In today’s digital world, there are so many places where we are vulnerable to cybercriminals' attacks. Sitting at or near the top of the list is when we are using public Wi-Fi.
All over the world, public Wi-Fi networks are widely and readily available in airports, parks, restaurants, coffee shops, libraries, hotels, churches, community centers, literally everywhere we go every day. We connect to these networks without thinking twice. It’s relaxing and convenient to sit and have a coffee while reading emails, chatting with colleagues, and, possibly, even attending a meeting.
In most cases, public Wi-Fi is a free service offered to guests and visitors. No hassles. No credit cards. No network authentication. Just connect. That sounds good, right? Wrong. Public Wi-Fi means low or no security. That’s rule number one.*
Free public Wi-Fi is incredibly vulnerable to cyberattacks. Public Wi-Fi gives the bad guys streamlined and direct connections to your confidential information. Once accessed, who knows where, how, and when your information will be used and abused.
A Password Doesn’t Guarantee Security
Ok, so what about those public networks where you have to login and agree to terms? They’re secure, right? Wrong. (See rule number one.)
The average free public Wi-Fi connection isn’t secure. Just because you may need a password, it doesn’t mean your online activities are encrypted. Public Wi-Fi can leave you vulnerable for many different reasons. One of the most important reasons has to do with the encryption protocol used by some wireless networks.

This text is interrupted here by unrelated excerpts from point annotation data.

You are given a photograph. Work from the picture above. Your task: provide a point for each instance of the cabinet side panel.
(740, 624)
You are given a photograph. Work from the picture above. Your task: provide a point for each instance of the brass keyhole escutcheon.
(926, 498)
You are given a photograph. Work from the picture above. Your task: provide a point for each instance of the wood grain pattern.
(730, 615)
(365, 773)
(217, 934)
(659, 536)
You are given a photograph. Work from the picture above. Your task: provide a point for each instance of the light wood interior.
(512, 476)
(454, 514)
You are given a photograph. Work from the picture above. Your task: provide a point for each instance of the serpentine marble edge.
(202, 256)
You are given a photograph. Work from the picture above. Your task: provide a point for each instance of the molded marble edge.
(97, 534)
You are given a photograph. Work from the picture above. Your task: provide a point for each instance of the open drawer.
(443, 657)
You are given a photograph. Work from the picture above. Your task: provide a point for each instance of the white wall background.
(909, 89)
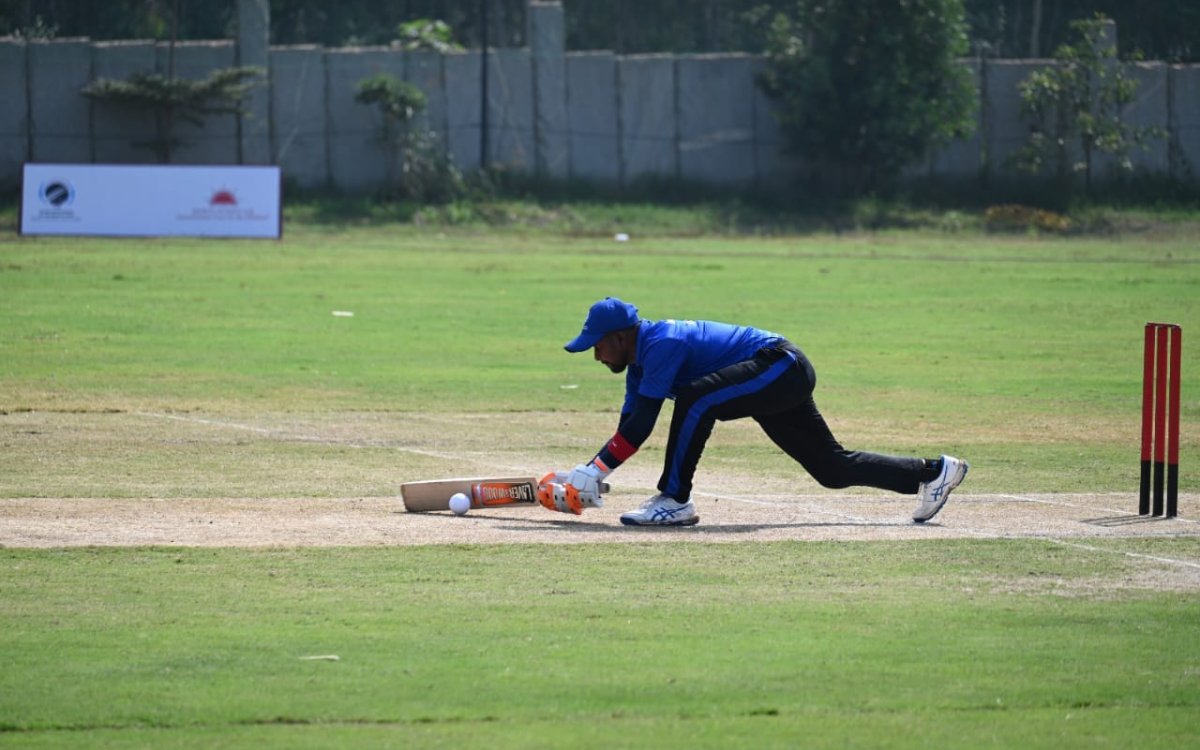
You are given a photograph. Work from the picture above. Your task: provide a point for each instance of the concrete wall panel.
(963, 157)
(510, 109)
(715, 109)
(1150, 109)
(463, 113)
(215, 142)
(298, 114)
(425, 70)
(648, 129)
(594, 142)
(15, 114)
(546, 45)
(59, 113)
(358, 159)
(1186, 121)
(121, 135)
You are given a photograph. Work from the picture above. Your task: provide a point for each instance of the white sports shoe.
(663, 510)
(933, 495)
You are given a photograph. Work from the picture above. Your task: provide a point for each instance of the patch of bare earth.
(253, 477)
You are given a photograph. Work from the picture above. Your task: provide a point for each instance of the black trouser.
(775, 389)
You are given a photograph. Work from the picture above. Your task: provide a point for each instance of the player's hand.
(555, 495)
(586, 479)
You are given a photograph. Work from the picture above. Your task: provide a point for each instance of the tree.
(177, 99)
(864, 89)
(1077, 103)
(425, 171)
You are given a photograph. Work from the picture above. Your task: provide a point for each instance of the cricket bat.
(483, 491)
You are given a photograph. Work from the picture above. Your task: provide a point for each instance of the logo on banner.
(223, 205)
(57, 197)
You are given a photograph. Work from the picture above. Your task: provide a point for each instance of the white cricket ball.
(460, 503)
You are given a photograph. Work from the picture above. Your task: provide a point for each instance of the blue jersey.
(673, 353)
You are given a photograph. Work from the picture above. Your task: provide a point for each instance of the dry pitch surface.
(733, 505)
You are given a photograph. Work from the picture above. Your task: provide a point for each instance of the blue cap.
(605, 317)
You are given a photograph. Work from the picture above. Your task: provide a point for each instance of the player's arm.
(634, 429)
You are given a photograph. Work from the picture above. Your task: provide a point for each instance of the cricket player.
(718, 371)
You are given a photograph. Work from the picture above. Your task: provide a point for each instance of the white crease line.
(1169, 561)
(306, 438)
(1065, 504)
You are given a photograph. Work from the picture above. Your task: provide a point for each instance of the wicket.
(1161, 420)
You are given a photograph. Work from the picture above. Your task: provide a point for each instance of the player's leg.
(803, 435)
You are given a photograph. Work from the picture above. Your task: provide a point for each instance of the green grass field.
(1021, 353)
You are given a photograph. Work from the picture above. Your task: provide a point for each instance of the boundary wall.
(586, 115)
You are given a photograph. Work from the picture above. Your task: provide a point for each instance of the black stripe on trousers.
(775, 389)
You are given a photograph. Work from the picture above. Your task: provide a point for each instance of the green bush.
(867, 88)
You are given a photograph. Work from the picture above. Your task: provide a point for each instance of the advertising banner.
(151, 201)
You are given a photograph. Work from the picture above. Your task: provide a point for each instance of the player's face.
(613, 352)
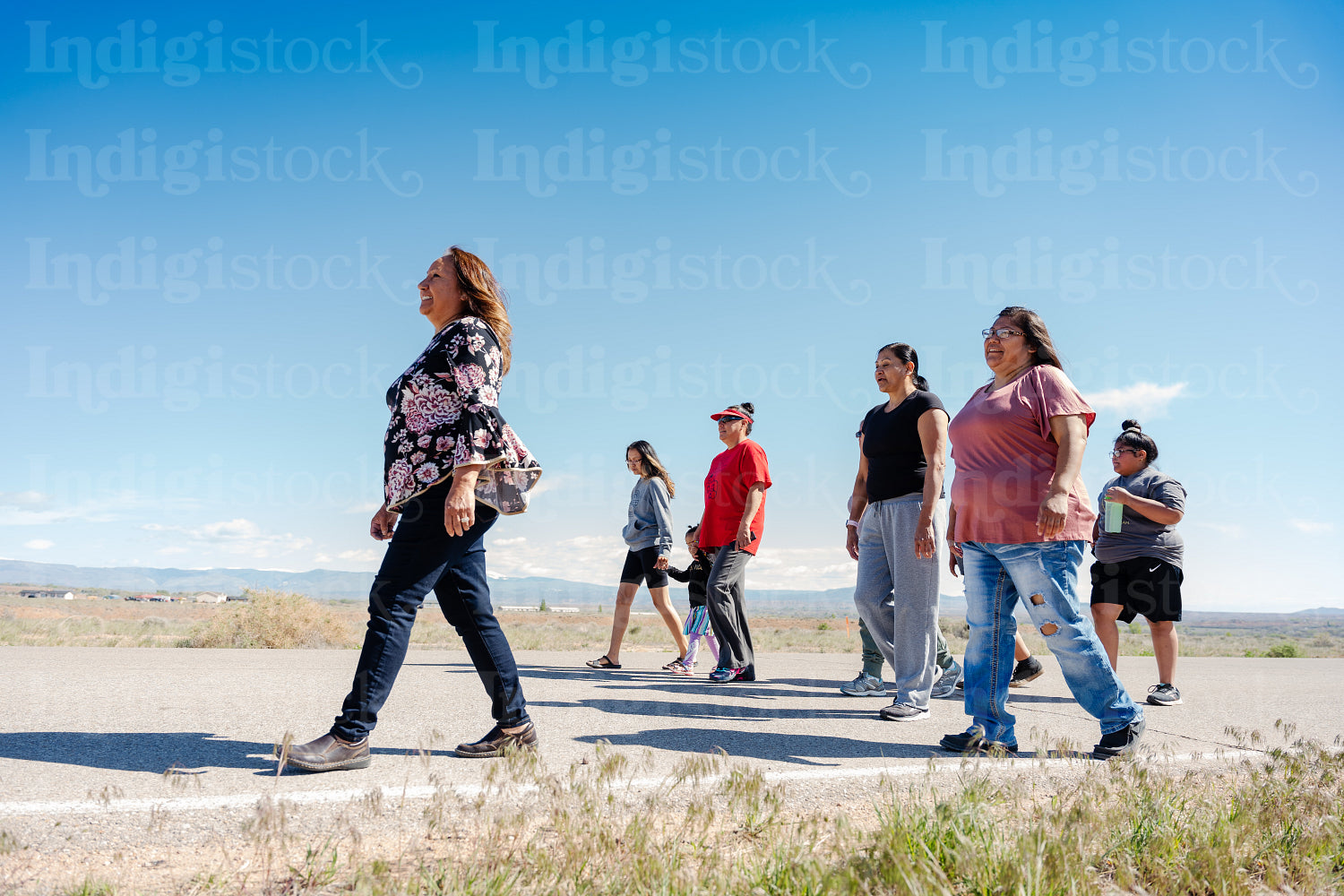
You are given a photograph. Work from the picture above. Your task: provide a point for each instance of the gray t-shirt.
(1140, 536)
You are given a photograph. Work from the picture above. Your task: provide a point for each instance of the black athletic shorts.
(1144, 586)
(639, 567)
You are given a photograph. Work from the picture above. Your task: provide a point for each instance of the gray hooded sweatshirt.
(650, 517)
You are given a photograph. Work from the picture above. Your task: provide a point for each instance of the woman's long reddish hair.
(484, 297)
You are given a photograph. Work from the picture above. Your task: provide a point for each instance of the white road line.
(425, 791)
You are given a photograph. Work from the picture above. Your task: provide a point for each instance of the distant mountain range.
(332, 584)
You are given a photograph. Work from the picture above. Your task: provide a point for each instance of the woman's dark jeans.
(422, 556)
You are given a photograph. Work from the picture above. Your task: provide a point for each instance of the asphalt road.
(86, 728)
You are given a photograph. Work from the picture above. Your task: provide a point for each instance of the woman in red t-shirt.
(730, 533)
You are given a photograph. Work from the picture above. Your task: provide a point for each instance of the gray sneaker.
(946, 685)
(865, 685)
(1164, 694)
(903, 712)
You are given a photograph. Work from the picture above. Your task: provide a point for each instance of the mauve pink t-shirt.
(1005, 458)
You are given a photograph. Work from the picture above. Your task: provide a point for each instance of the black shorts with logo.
(1144, 586)
(639, 567)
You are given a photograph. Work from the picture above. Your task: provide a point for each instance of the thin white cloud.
(35, 508)
(1228, 530)
(1145, 400)
(23, 498)
(236, 536)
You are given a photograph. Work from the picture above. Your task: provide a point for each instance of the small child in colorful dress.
(698, 619)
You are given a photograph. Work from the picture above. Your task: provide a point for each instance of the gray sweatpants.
(726, 602)
(897, 594)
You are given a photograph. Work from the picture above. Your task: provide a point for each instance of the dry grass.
(715, 828)
(274, 619)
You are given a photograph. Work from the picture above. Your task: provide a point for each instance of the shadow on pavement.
(803, 750)
(187, 751)
(682, 710)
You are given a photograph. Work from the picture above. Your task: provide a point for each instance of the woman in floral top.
(452, 465)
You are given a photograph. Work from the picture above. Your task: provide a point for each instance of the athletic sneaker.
(865, 685)
(973, 740)
(1164, 694)
(1029, 669)
(903, 712)
(1120, 743)
(948, 683)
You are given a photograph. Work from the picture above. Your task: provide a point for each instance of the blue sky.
(209, 269)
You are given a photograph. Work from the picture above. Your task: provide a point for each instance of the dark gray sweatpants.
(725, 592)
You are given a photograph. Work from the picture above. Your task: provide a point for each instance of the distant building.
(58, 594)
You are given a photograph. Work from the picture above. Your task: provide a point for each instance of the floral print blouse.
(445, 414)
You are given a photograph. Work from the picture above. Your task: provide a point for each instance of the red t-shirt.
(731, 476)
(1005, 458)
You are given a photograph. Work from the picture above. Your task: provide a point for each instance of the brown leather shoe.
(496, 742)
(328, 754)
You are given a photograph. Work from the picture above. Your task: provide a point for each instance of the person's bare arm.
(755, 495)
(460, 506)
(857, 504)
(383, 522)
(933, 438)
(1070, 432)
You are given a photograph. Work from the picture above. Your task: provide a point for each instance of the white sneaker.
(865, 686)
(946, 684)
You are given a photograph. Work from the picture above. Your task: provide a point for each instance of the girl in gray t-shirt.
(1139, 568)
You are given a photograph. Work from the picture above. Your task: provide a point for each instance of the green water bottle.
(1115, 516)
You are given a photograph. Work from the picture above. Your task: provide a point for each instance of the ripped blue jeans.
(1045, 575)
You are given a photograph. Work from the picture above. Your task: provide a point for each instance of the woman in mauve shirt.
(1021, 520)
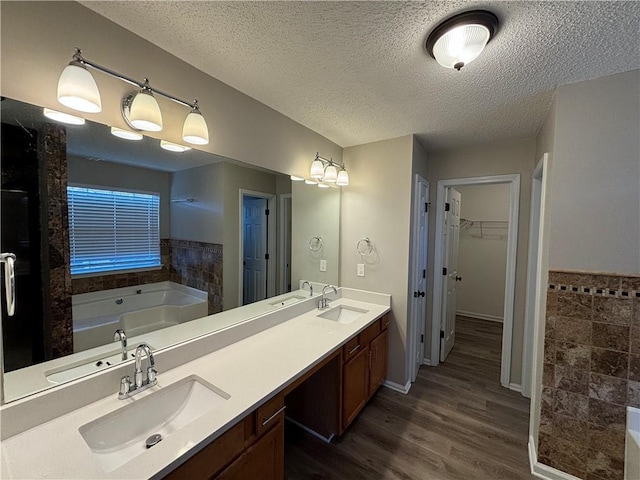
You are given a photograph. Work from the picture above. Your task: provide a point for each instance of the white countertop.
(250, 371)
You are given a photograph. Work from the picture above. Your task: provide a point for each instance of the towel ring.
(364, 247)
(315, 244)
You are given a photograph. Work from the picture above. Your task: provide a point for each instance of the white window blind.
(113, 230)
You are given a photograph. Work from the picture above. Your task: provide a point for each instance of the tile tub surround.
(591, 372)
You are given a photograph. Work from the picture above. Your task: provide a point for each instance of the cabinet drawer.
(352, 347)
(370, 333)
(268, 414)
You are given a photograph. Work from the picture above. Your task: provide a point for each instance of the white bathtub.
(136, 310)
(632, 445)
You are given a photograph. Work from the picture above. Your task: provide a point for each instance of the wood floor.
(457, 422)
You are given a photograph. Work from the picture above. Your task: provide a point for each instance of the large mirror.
(122, 235)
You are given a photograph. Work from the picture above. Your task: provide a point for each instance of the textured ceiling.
(357, 72)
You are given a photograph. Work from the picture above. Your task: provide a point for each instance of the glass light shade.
(330, 174)
(195, 129)
(173, 147)
(63, 117)
(126, 134)
(78, 90)
(343, 178)
(144, 113)
(460, 45)
(317, 169)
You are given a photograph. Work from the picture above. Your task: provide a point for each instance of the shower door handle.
(9, 281)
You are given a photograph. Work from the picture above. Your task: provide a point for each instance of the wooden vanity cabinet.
(252, 448)
(364, 368)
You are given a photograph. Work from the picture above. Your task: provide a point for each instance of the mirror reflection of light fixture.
(126, 134)
(326, 170)
(62, 117)
(173, 147)
(460, 39)
(77, 89)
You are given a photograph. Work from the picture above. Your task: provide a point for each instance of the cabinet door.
(264, 460)
(378, 362)
(355, 386)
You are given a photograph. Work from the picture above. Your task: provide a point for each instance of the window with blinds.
(113, 230)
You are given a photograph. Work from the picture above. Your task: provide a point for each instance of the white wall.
(377, 205)
(315, 213)
(38, 40)
(505, 157)
(482, 259)
(116, 175)
(595, 189)
(202, 220)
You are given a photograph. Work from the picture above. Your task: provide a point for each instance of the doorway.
(446, 275)
(257, 247)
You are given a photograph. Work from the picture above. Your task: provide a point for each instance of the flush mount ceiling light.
(78, 90)
(460, 39)
(126, 134)
(173, 147)
(63, 117)
(326, 170)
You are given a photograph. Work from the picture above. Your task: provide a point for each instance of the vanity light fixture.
(173, 147)
(77, 89)
(460, 39)
(326, 170)
(63, 117)
(126, 134)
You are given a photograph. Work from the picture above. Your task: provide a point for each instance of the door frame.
(416, 326)
(271, 237)
(513, 180)
(282, 234)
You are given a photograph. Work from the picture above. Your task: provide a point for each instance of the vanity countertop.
(250, 371)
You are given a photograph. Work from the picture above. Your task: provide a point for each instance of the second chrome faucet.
(127, 389)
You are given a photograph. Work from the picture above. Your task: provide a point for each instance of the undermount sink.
(120, 436)
(87, 366)
(343, 314)
(283, 302)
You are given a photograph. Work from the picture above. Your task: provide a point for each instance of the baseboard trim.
(397, 387)
(540, 470)
(480, 316)
(308, 430)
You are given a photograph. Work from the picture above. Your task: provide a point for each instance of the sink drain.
(153, 440)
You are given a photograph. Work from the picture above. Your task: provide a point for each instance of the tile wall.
(591, 372)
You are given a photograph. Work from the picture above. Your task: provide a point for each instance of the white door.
(451, 242)
(254, 243)
(421, 222)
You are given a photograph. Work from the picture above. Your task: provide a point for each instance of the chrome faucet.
(324, 301)
(139, 384)
(120, 336)
(310, 287)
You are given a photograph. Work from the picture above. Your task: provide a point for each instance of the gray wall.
(108, 174)
(506, 157)
(595, 211)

The less security a Wi-Fi hotspot has, the easier it is for an attacker to connect and eavesdrop on users, distribute malware, and steal sensitive information.
Techniques such as snooping, sniffing, phishing, and man-in-the-middle (MitM) are common. Often, the purpose of these attacks is to defraud people by stealing their credit card information. More nefarious is that these attacks can mean personal data, photos, and conversations are leaked to cybercriminals who resell or reuse the information maliciously.
What Are the Risks of Using Public Wi-Fi?
- Packet sniffing or eavesdropping
- Malware infection
- Data breaches
- Identity theft
- MitM Attacks
- Unencrypted networks
Security Best Practices for Public Wi-Fi
- Remember rule number one. Public Wi-Fi means low or no security.
- Do not connect to public Wi-fi networks using old and outdated devices. and browsers that may be vulnerable and not properly updated
- Do not leave your Wi-Fi or Bluetooth connection ON when you are not using it.
- Do not allow your Wi-Fi to auto-connect to networks.
- Avoid using an open Wi-Fi network that is not password protected.
- Do not access websites that hold your sensitive information, such as financial or healthcare while connected to via public WI-FI.
- Avoid using public/shared terminals for accessing any websites that require input of any sensitive information.
- While using public/shared terminals, make sure you logout from each portal that you have logged into. Clear your browsing history and delete the web cache before you leave the terminal.
- To stay safe on a public Wi-Fi network, use a Virtual Private Network (VPN) app.
- Enabling the firewall can save your laptop from suspicious data packets. Put simply, a firewall analyses the data traffic and protects your device from unauthorized access.
- Ensure that only HTTPS-enabled sites are visited.
- When you’re through with an account, log out. Please do not leave your accounts signed in when they are idle.
- Enable Two-Factor Authentication
- Educate your staff about the risks of public Wi-Fi.
Always remember rule number one: Public Wi-Fi means low or no security. It is very important for you, your employees, family, and friends to understand that public Wi-Fi isn’t secure and can be a gateway for hackers to access your device and data. Make sure you understand the risks and take proactive steps to protect your data. By following a few simple guidelines, as outlined above, you can greatly minimize the possibility of your information being stolen.